We have all encountered Subject Matter Experts who are less than helpful or less than expert. There are a couple of ways to deal with SMEs who might prove difficult.
One method I have found is to provide them with an overview of the instructional design process before you start asking them questions. Often times they will have no idea about the process and be a little uncertain as to what it is that you are trying to do. “Why are you asking me so many ‘dumb’ questions?” Or “Are you trying to take my job away?” Or “Are you trying to see where I make mistakes”
Also, do not always speak with the veteran SME--the person who has been on the job for years and years. Often, it makes more sense to speak with the newer employee—the person struggling to do the job. He or she will know what they don’t know and be keenly aware of the shortcomings of any learning event they participated.
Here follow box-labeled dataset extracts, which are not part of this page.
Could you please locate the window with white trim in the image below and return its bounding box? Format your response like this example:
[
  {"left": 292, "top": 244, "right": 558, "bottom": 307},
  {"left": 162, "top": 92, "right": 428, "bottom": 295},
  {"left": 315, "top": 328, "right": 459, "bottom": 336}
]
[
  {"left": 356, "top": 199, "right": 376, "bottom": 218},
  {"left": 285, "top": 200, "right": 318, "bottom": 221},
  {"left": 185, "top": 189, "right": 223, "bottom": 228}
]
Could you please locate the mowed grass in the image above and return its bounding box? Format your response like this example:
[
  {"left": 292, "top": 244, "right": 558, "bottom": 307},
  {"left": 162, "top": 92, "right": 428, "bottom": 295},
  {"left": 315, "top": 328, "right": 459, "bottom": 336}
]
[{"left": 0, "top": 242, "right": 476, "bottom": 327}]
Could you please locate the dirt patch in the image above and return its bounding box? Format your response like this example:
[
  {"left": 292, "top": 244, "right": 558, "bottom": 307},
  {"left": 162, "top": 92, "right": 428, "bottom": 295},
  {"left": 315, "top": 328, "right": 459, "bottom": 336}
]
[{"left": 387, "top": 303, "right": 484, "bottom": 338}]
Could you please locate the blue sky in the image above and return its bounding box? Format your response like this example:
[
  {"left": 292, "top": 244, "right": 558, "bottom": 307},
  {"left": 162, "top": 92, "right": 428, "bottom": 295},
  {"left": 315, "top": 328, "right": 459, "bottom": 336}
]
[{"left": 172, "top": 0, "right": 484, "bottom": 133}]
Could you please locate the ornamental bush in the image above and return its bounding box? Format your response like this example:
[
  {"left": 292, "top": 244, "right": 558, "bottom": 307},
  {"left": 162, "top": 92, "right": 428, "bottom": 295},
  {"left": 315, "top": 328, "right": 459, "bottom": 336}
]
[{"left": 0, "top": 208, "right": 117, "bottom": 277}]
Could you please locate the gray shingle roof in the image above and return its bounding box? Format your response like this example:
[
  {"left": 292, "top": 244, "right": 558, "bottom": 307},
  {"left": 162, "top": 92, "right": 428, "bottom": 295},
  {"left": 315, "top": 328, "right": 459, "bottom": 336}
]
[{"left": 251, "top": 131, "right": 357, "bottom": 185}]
If a one-on-one isn’t working the SME, try a focus group. Sometimes having several people discussing a process is more helpful than just trying to get one person’s view on a particular issue. Plus, getting a focus group means that for a period of time you will have the undivided attention of the people from whom you are trying to gather information. You don't always get the undivided attention of a single SME as he or she is probably struggling to get their "regular" work done.
Finally, make sure you ask Clarity Questions, Precision Questions and Depth Questions for each area of content you are trying to understand.
- Could you elaborate further?
- Could you give me an example?
- Could you illustrate what you mean? (yes sometimes having them draw or sketch a process is extremely helpful)
- Could you be more specific?
- Could you give me more details?
- Could you be more exact?
- What factors make this a difficult task/procedure to perform?
- What are some of the complexities of this task requiring special attention?
- What are some difficulties an employee encounters when performing this task/process/procedure?